Désir compares her postpartum emotions to a whirlwind—she felt out of control, nervous, anxious, and overwhelmed. She beat herself up about it, too, since she is a therapist herself. "I couldn't put my finger on it and step back and have my analytical side go, 'oh, this is what's going on right now'."

It can be hard to ask for help when you're used to being the one giving help, but becoming a mother requires a support system. For Désir, her mother and husband were there to talk with her about what she was going through. "My husband kept urging me to put some resources together and reach out to someone," she says. "Having somebody in your life who can be that in your ear is key." Désir found that, for her, increasing the dosage of her medication has been incredibly helpful as is meeting with a psychiatrist once a month.
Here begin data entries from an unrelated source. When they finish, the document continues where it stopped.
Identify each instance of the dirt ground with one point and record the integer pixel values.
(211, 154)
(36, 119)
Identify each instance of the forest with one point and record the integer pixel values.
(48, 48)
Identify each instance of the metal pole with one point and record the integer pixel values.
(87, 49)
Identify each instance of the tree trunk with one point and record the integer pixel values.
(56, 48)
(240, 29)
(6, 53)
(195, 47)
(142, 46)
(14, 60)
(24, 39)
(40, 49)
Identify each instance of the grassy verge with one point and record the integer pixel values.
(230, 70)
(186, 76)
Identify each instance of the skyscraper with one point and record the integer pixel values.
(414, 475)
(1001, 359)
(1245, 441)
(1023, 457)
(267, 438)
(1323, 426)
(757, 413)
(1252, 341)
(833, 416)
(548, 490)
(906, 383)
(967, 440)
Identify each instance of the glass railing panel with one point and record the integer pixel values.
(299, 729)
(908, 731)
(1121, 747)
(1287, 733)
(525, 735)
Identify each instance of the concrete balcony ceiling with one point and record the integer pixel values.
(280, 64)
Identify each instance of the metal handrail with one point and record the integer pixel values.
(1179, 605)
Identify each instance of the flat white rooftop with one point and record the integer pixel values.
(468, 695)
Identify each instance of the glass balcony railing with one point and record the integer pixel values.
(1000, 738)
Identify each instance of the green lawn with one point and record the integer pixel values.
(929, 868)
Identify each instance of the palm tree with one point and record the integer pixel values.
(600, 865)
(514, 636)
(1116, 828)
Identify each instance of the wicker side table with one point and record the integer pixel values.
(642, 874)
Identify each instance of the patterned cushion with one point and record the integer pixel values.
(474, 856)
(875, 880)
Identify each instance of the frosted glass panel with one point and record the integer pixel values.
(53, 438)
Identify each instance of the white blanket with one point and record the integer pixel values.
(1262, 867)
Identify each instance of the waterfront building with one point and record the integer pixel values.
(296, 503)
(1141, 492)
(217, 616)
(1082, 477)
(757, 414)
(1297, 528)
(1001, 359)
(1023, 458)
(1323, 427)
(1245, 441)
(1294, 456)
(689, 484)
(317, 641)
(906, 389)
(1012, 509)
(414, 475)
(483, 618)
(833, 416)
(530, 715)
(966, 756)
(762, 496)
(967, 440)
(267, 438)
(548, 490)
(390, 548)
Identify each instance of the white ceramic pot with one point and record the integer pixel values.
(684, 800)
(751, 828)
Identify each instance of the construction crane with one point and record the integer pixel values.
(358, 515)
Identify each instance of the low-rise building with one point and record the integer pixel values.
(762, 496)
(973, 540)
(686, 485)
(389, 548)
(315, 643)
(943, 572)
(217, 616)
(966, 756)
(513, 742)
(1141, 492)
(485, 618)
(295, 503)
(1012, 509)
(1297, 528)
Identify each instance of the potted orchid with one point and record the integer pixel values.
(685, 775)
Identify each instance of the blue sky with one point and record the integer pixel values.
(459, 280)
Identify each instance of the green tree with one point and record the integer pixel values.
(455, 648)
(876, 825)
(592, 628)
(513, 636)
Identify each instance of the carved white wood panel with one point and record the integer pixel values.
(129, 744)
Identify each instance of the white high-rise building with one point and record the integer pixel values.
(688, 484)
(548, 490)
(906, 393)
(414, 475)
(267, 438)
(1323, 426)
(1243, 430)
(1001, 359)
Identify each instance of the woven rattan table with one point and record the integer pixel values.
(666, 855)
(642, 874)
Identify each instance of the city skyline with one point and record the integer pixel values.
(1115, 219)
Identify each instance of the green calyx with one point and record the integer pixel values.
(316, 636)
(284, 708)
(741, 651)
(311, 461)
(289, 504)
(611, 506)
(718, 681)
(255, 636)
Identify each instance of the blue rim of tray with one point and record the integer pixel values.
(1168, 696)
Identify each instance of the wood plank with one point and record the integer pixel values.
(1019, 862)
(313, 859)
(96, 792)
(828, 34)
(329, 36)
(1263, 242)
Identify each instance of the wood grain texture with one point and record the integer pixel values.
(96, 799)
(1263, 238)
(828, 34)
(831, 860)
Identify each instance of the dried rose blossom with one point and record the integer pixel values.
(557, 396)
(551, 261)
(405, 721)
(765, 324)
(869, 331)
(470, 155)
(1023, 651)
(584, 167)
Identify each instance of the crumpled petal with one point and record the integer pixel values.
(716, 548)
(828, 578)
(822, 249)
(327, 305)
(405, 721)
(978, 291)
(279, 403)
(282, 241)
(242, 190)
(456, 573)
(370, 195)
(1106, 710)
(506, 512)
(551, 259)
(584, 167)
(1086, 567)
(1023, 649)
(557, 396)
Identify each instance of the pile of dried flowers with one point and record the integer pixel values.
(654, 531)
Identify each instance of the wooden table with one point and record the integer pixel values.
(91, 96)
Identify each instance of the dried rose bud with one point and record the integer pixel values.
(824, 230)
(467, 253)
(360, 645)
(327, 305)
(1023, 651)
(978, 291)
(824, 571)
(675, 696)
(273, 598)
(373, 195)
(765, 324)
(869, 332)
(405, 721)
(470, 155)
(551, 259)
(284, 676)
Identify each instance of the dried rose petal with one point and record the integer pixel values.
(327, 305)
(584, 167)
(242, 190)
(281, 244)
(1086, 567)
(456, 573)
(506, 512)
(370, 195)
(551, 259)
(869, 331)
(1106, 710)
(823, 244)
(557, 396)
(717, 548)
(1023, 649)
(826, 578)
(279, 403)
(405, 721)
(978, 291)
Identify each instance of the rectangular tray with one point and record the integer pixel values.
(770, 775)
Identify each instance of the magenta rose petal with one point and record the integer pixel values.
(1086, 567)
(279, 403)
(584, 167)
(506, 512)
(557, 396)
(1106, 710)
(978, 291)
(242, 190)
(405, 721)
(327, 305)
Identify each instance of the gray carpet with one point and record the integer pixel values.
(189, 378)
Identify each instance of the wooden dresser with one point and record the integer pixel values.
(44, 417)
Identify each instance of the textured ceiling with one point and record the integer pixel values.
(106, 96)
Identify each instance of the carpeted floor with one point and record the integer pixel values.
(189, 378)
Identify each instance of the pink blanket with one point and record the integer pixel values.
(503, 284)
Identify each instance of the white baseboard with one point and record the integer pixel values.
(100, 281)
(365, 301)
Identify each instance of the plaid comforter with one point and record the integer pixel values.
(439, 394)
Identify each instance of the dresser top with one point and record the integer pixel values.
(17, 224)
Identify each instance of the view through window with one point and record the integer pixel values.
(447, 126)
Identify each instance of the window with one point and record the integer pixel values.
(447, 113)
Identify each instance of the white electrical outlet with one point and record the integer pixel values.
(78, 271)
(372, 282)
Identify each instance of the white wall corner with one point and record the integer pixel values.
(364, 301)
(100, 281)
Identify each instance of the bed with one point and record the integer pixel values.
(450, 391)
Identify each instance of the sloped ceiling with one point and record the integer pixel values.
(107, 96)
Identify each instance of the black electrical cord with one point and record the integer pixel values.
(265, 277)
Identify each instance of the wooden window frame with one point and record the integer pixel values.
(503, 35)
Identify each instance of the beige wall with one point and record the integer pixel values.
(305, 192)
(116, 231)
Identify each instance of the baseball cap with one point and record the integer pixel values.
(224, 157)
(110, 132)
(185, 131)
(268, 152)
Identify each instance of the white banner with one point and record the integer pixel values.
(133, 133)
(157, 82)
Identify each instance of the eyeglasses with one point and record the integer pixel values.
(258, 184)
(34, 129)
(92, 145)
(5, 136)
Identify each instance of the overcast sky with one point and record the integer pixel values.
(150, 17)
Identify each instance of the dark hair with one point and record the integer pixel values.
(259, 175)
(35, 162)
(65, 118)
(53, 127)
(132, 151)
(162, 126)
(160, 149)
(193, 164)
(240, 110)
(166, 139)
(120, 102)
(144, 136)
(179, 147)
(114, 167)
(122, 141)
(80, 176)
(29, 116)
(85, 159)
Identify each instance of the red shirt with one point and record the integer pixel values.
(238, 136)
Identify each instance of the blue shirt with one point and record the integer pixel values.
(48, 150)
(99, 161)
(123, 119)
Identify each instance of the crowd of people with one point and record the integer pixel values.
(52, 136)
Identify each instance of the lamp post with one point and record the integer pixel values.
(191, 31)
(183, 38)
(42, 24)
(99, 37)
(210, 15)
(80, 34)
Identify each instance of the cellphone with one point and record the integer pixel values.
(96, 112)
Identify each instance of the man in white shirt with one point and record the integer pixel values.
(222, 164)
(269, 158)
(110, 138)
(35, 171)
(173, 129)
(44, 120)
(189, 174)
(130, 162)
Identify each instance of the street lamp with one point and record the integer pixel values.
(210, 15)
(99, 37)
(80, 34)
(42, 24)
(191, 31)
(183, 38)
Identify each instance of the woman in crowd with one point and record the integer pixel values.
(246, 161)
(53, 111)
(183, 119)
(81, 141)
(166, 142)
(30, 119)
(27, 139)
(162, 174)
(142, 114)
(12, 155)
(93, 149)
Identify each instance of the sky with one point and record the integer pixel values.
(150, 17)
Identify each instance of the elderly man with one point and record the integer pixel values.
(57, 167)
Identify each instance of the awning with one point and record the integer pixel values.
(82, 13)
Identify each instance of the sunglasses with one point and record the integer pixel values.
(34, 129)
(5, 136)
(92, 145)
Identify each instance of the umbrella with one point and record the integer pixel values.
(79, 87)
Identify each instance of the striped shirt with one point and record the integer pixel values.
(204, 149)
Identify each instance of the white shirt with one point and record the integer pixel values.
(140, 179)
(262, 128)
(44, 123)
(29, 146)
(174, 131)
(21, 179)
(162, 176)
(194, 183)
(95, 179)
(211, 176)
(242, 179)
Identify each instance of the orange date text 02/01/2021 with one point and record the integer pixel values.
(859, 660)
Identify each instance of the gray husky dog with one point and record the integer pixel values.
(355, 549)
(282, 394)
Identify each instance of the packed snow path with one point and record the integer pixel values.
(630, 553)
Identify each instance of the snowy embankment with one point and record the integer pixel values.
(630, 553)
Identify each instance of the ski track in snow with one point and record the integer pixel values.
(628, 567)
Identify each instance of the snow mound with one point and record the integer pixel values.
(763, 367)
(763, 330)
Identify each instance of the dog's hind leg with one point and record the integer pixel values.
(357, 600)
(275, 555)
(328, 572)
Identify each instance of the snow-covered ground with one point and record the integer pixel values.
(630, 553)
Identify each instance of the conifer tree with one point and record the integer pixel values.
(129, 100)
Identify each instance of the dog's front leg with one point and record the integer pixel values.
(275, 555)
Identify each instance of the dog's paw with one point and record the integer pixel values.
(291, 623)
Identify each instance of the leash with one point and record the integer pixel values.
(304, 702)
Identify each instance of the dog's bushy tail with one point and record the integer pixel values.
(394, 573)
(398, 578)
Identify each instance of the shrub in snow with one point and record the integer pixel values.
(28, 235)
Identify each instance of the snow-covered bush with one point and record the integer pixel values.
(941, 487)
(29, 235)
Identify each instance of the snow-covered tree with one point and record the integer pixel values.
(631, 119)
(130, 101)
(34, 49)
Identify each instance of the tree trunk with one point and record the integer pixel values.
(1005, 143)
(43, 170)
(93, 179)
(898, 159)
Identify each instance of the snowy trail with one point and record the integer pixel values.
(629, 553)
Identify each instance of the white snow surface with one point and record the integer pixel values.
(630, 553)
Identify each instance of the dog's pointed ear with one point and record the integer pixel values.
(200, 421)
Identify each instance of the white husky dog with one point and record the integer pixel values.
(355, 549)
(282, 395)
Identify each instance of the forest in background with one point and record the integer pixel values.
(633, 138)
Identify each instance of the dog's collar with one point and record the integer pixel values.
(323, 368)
Not a mom yourself? Ask your friends who just had babies how they really are—especially your 'tough' friends. "If the people around you don't know what's going on, then it can be even scarier," says Désir. (

Educate yourself.

There are plenty of baby books out there but Désir says that she's found much relief in reading a few books about moms' experiences. Two of her faves? Good Moms Have Scary Thoughts: A Healing Guide to the Secret Fears of New Mothers and Dropping the Baby and Other Scary Thoughts: Breaking the Cycle of Unwanted Thoughts in Motherhood by Karen Kleiman, LCSW, founder of the Postpartum Stress Center. Both discuss the normal 'scary thoughts' that can happen in new motherhood—and ways to overcome them.

Clean up your social feeds.

Social media can be tricky when it comes to pregnancy and new motherhood, but Désir says that by following particular accounts (one she likes is @momdocpsychology) you can find real, honest portrayals of pregnancy and new motherhood. Try turning on notifications for specific feeds and check back just for updated information instead of scrolling endlessly. (

Drop 'should' from your vocab.

It's oppressive, says Désir. It locks you into these limited ideas of what motherhood is based on what you've seen. But for her? Motherhood 'is what it is.' "I don't have any beautiful way of putting it other than for me, my pregnancy and motherhood is really a day by day thing," says Désir. "That doesn't mean you're not saving money for the future or thinking about what you hope it looks like, but it really is day by day. Motherhood shouldn't look or feel any particular way."

If you think you're experiencing a perinatal mood and anxiety disorder, seek help from your doctor or utilize resources from the non-profit Postpartum Support International such as the free helpline, access to local experts, and weekly online meetings.